Dollar General is offering to pay their employees to get the COVID-19 vaccine.
“We want to be on the forefront of facilitating our employees’ ability to receive the COVID-19 vaccine if they so choose—and we encourage all of our team to receive the vaccine when it’s available to them,” Dollar General said in a written statement.
The discount retail chain said they will provide frontline team members a payment equivalent to 4 hours of pay after receiving the COVID-19 vaccine and similar accommodations for salaried staff.
“We do not want our employees to have to choose between receiving a vaccine or coming to work, so we are working to remove barriers,” Dollar Generalsaid.
Dollar General has roughly 157,000 employees nationwide. As states work to increase the number of Americans getting vaccinated, some have started allowing frontline workers who are not health care workers to get the vaccine.
They are not alone in offering incentives for getting vaccinated. Houston Methodist, a hospital chain in Texas, says they are offering $500 to employees who get the COVID-19 vaccine.
However, some say paying people to get vaccinated may increase skepticism of those on the fence about getting the vaccine.
“When you're being paid to do something, people assume that there's a reason why and that might happen here.

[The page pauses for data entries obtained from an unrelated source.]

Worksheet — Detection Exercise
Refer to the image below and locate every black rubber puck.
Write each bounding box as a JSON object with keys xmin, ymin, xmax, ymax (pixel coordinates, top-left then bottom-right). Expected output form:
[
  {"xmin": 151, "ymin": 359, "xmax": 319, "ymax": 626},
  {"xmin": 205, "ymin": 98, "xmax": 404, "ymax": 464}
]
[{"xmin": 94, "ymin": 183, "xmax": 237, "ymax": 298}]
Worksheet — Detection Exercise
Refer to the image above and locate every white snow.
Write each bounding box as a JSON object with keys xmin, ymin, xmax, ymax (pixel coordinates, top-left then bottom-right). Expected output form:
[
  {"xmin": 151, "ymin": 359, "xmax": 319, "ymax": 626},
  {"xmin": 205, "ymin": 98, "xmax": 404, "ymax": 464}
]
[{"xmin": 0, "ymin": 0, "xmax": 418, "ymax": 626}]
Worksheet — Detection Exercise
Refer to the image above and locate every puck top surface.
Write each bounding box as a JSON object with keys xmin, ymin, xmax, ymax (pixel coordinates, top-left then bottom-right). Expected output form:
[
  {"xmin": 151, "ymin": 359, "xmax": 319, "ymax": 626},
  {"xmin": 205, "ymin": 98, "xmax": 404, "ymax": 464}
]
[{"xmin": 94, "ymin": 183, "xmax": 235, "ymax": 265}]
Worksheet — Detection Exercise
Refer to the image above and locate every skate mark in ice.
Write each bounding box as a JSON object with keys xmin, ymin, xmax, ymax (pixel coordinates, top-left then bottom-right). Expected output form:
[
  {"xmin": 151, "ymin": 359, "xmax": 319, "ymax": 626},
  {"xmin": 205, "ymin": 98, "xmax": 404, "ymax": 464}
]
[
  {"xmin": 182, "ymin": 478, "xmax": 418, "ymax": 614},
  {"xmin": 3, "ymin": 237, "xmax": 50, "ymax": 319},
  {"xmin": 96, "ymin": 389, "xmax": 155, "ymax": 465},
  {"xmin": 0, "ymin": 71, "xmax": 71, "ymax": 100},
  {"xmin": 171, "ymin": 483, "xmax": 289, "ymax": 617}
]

People might assume in this case that the vaccine is riskier than it is and or that the benefits don't go to the person getting the vaccine, but go to others, when of course they go to both in this case,” said Cynthia Cryder, Associate Professor of Marketing at Washington University in St. Louis.
Cryder studies consumer behavior and says there are situations where people could feel better about having an extra incentive to get vaccinated, like in the case of getting a vaccine as a requirement to travel to certain places.
She says in situations like this, the assumptions about why the benefit is in place are more in line with the benefits of the vaccine, like the ability to be around more people.